Clearly, phrasal verbs can have both literal and metaphorical meanings, and often if you add a particle which does not denote any direction, there will be a meaning which distances itself from the original by far. For example:


  • To put
  • To put down
  • To put away
  • To put on


These meanings of the verb can be worked out without any dictionary assistance to most English learners as they show direction or location (down, away, on).


In the following examples, the meanings are not literal, therefore a dictionary will be required and the meaning changes dramatically as compared to the original verb:


  • To put through
  • To put up with
  • To put off



The Comparison


But how does the Lithuanian language compare?
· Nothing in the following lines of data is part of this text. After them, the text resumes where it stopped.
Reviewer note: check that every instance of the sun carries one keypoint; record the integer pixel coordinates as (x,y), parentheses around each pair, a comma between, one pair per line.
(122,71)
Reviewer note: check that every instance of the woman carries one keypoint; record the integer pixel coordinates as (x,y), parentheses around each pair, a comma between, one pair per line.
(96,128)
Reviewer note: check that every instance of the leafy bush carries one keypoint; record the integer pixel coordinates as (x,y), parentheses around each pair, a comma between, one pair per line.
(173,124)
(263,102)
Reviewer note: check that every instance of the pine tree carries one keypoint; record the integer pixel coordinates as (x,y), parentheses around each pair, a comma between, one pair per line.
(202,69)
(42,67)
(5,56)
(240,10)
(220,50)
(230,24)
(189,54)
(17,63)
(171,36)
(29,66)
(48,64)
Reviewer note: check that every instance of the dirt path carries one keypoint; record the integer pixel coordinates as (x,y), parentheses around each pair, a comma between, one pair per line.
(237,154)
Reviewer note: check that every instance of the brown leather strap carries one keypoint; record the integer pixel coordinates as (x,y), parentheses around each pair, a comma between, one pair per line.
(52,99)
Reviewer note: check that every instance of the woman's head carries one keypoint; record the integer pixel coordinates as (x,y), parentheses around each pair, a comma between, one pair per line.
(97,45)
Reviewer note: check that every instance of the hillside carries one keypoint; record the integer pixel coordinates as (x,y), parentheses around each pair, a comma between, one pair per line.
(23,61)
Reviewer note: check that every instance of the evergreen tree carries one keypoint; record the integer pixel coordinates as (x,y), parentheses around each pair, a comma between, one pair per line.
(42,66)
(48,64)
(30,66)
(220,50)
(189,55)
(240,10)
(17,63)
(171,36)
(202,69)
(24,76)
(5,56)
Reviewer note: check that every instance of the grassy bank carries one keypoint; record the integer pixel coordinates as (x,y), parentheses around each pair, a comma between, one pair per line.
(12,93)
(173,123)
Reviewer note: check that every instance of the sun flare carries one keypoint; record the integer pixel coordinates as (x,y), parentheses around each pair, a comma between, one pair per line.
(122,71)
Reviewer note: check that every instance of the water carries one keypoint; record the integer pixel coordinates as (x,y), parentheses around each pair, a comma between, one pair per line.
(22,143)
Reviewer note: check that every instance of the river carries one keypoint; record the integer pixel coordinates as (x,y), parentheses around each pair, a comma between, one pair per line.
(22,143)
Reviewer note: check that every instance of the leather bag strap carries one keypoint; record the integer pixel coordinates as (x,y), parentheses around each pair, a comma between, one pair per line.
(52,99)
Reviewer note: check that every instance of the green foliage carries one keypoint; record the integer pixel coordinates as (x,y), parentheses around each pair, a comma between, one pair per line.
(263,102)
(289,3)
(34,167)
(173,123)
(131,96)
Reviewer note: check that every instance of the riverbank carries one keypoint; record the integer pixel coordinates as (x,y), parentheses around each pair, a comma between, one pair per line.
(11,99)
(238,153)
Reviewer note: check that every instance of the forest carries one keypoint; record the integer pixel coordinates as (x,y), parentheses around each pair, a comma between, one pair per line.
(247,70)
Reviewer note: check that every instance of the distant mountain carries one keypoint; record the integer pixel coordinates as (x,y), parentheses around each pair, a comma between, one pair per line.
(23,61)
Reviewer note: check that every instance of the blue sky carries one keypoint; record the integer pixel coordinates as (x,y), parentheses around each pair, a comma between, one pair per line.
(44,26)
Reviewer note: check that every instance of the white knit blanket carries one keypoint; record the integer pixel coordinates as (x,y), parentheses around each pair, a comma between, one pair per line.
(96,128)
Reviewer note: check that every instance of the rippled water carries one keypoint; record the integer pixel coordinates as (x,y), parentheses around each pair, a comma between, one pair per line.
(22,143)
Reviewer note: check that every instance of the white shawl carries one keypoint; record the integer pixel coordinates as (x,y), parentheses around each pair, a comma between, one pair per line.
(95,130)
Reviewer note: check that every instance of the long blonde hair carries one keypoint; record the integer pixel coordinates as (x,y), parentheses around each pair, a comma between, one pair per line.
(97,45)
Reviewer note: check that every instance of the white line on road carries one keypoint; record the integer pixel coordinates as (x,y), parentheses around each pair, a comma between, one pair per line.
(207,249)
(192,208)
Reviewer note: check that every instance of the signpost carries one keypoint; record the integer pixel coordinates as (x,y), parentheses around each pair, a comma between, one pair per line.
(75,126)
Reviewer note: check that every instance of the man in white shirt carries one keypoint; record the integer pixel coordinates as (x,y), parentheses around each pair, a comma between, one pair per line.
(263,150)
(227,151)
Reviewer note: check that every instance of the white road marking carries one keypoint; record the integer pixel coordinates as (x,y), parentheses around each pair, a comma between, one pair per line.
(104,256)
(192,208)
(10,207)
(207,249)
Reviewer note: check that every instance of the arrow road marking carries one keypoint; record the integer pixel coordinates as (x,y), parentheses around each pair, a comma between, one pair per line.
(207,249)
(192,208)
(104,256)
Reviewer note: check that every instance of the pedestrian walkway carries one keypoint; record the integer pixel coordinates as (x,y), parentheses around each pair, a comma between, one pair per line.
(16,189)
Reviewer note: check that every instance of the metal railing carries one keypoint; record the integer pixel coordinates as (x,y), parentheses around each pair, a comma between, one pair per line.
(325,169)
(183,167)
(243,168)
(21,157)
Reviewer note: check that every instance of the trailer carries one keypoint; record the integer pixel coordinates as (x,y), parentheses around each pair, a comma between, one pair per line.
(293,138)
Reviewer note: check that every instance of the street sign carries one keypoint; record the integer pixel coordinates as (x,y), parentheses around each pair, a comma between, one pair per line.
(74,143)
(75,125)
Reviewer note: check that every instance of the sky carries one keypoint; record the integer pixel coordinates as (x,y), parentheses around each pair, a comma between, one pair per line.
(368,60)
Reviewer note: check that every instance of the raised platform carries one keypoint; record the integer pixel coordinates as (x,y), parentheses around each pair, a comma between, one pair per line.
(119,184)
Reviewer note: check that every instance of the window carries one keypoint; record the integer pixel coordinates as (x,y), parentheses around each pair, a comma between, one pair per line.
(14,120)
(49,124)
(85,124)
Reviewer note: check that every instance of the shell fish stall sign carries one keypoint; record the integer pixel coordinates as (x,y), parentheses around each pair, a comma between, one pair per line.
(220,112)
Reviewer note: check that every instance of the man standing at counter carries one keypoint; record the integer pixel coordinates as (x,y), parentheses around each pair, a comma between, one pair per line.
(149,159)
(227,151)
For starters, there are no phrasal verbs in Lithuanian so perhaps we cannot even compare this aspect of verbs side by side with English?


Actually we can, because verbs are also used in a similar way in Lithuanian; but, there are two major differences:


  1. Instead of a phrase, we have one word (i.e. to pick = kelti / to pick up = pakelti)
  2. Instead of adding the participle at the end of a phrase, it is attached to the beginning of a word as a prefix (i.e. take – imti / take over – perimti).


So even though it differs in form, the concept is the same. We add a prefix and change the meaning that way. Here is an example of how it works:


  • Duoti – to give
  • Atiduoti – to give away for good (as in “please give me your old computer / I want to be the new owner of it” - “Prašau atiduok man savo seną kompiuterį”)
  • Paduoti – to pass a favor (as in “can you pass me the salt, please?“ - “Ar gali man paduoti salotas?“)
  • Perduoti – to hand over (as in “the police handed over the suspect to jail” - “Policija perdavė įtariamajį į kalėjimą”)
  • Parduoti – to sell (as in “I want to sell my car“ - “Aš noriu parduoti savo mašiną”)
  • Išparduoti – to put in the sale (as in “we will sell everything at half price only for September“ - “mes išparduosime viską už pusę kainos tik Rugsėjį”)
  • Suduoti – to hit / to punch (“he punched his friend in the face for no reason” - “Jis sudavė savo draugui per veidą be jokios priežasties”)
  • Išduoti – to betray (“I worry that they might betray us to the enemy” - “Aš bijau, kad jie gali mus išduoti priešams”)


We can see that the meaning changes in a similar way for Lithuanian compared to English. The last meaning of ‘suduoti’ does not carry the initial sense of ‘duoti’. It needs to be understood metaphorically.


Phrasal verbs or ‘prefix’ in Lithuanian is a very important part of the language, as it is used the most frequently. When we speak our native language, we tend to use these constructions the most because they feel the most natural in our own minds. Every time we need to choose between a phrasal (‘simple’) construction and an international word (‘formal/complex structure’) in our everyday speech, we will most likely choose ‘our own’ word. For example: to ‘give away’ instead of ‘contribute’; or to ‘chat up’ instead of ‘converse’; or to ‘break down’ instead of ‘not work properly’, etc. It is the same for Lithuanian: papirkti instead of duoti kyšį (to bribe somebody); and įtekti instead of duoti į rankas (to hand in something), etc.


Thank you for reading this article and I hope you’ve enjoyed! Best wishes on your language learning journey.